Para Bhagat e Silvestre não havia mais dúvidas de que se tratava de Mariano. E após o bancário conferir as respostas buscou a arremessa de dinheiro.
— Aqui está. São noventa e cinco mil, quinhentos e quarenta e três reais. Podem conferir os maços.
— Êta lasquêra! Com essa dinherama, ocêis pode pegá um taxi pra Palmas, de lá, tomá um avião, e picá a mula pras casa dôceis. Não é mêmo? — comentou Zé Reis.
— Sim, vereador, mas não é isso o que queremos fazer — disse Bhagat no seu híndi-português.
— Bão, só falei por falá. Então, vâmo encerrá essa prosa e partí prô lado mió do negócio. Quanto que os moço tá pensando em gratificá o Zé Reis aqui?
— Seu Zé Reis, o senhor poderia nos dar licença por alguns minutos para que eu e meu amigo pudéssemos pensar a respeito? — pediu Silvestre.
— Craro!
p. 110Enquanto Silvestre e Baghat conversavam, Zé Reis, impaciente, procurava gastar o tempo clicando em seu celular. Transcorridos alguns minutos, Silvestre anuncia o veredito:
— Senhor vereador, eu e Bhagat lhe oferecemos a seguinte proposta: vamos lhe dar cinco mil reais.
— Muito obrigado! Que Deus ilumine o camin dôceis dois — interrompeu o vereador eufórico.
— Porém, sob uma condição: – completou Silvestre. —
O senhor deverá nos levar até Palmas e nos acompanhar a todos os lugares onde julgarmos necessário. Somente após encerrarmos todos os nossos compromissos é que o senhor estará livre para voltar. Estamos combinados?
— Combinado! – assentiu Zé Reis exibindo um sorriso de ponta a ponta e mostrando os polegares para cima.
— Então, só vô passá lá em casa, avisá a muié e panhá uma muda de rôpa. Nos encontremo daqui umas meia hora, lá na praça da igreja.
Bhagat depositou todo o dinheiro dentro de um saco de algodão cru que trazia consigo. Depois, seguiram em direção ao caminhão de Onésio onde já se achavam reunidos alguns quilombolas com suas compras. Bhagat aproximou-se de um deles, um rapaz que aparentava ter entre 12 a 14 anos, deu a ele um pouco de dinheiro e cochichou algumas palavras ao pé do ouvido.

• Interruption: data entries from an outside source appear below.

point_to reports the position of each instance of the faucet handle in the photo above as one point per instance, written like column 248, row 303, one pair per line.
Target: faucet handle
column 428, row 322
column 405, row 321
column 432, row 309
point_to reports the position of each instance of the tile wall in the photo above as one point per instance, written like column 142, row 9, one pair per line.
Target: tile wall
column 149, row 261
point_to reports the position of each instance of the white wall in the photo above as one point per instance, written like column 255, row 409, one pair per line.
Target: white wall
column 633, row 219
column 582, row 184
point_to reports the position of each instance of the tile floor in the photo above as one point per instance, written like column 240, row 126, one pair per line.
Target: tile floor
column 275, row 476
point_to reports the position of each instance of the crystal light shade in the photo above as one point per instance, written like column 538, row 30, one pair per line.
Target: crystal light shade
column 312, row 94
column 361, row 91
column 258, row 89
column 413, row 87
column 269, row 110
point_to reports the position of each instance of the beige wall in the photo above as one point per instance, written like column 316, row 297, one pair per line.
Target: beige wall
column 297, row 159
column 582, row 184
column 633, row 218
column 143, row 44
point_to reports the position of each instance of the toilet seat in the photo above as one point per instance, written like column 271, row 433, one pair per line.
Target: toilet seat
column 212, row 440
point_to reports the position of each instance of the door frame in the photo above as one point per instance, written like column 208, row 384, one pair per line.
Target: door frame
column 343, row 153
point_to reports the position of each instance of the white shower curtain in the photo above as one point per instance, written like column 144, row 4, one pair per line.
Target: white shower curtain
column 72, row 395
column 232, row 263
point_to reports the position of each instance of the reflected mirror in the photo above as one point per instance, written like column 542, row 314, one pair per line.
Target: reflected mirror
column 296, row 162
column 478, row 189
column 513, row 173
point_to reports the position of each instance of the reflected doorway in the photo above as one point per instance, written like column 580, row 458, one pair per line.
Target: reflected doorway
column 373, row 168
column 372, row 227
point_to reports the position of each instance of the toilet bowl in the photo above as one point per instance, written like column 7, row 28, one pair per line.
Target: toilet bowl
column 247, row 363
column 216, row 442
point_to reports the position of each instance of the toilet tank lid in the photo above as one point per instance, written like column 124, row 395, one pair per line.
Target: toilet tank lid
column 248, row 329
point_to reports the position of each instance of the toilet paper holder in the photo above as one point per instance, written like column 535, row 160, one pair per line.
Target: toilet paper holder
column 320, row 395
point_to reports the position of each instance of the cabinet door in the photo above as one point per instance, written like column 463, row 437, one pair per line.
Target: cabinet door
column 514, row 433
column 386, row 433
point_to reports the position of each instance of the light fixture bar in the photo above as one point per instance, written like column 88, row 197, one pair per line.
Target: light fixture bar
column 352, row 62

Intrigado, Silvestre o interpelou:
— O que foi aquilo Bhagat?
— Nada de importante. Apenas pedi ao rapaz que entregasse algum dinheiro a uma pessoa da comunidade.
— Posso saber quem?
— Se não se importa, direi ao amigo em outra ocasião.
— Tudo bem.
Logo perceberam a aproximação de Zé Reis, buzinando seu veículo e acenando com o chapéu:
— Bóra pra Palmas!
Assim, partiram rumo a Palmas.
Na comunidade, uma comitiva de quilombolas aguardava ansiosamente a chegada do caminhão de Onésio. E para a surpresa de todos, aqueles dois astronautas, que tanto haviam se afeiçoado àquele cosmo chamado Capim, não desembarcaram do caminhão. Entre os presentes transparecia um misto de pesar e de decepção. D. Dita, após se certificar da ausência dos dois amigos, retornou chorosa para a sua casa, onde foi amparada por um pequenino São Benedito que habitava um cantinho de sua cozinha.
Em Palmas, Silvestre e Bhagat cumpriram uma longa agenda: fizeram compras, requereram novos documentos, trocaram mensagens com a embaixada da Índia e acessaram o endereço eletrônico de Mariano tanto para agradecê-lo como para informá-lo sobre o destino que dariam ao dinheiro. Cumprido a agenda, Zé Reis foi liberado para retornar a Pedrinhas.